Влечение, которое он испытывал к Кате, стало для него чарующе привычным. Как-то раз она пожаловалась: «Ты любишь меня только чувственной любовью». Он ответил: «Говорят, что это единственная настоящая любовь – самая большая, самая сильная, полная смысла и образов, любовь. Эта страстная и таинственная любовь, она привязывается к телу и к душе, живущей в нем. Все остальное – заблуждение и ложь».
– Так говорят. А ты что, так не думаешь?!
Чувствуя странную пустоту и легкость в руках и ногах, без единой мысли, без желаний, соединяя в себе полное насыщение с полным опустошением, он ответил:
– Не могу ни о чем думать и размышлять. Кроме того, что люблю тебя.
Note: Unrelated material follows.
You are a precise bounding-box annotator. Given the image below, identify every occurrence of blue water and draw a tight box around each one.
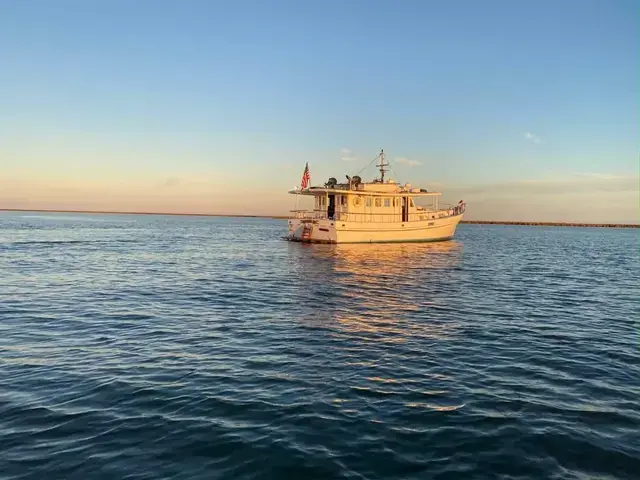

Жизнь улыбалась им. Любовь-сказка, в которой они были авторами и главными действующими лицами. Они выдумывали их будущую жизнь, населяли её друзьями, вещами, домами, какими-то предметами. Иногда казалось, что не хватает реальности.
В первых числах сентября решено было уехать.
В последний вечер они приехали на Сухумскую гору, чтобы попрощаться с городом. Долгий день разлился по зарослям теплом. Легкие облака, белые, бесконтурные, спешили к далёкому горизонту, опережая уставшее солнце.
– Обещай, что будешь меня слушаться! – сказала Катя.
Они вошли под высокие своды деревьев, стеной стоявших на вершине горы. Они молчали среди жалобных, чуть слышных шорохов листвы. За великолепной стеной сосен раскинулась чаща, здесь и там виднелись группы пальм и эвкалиптов, бледные стволы которых зажигал последний луч солнца. Андрей сжимал Катю в своих объятьях и целовал её глаза. Ночь спускалась с небес, первые звёзды мигали между ветвями.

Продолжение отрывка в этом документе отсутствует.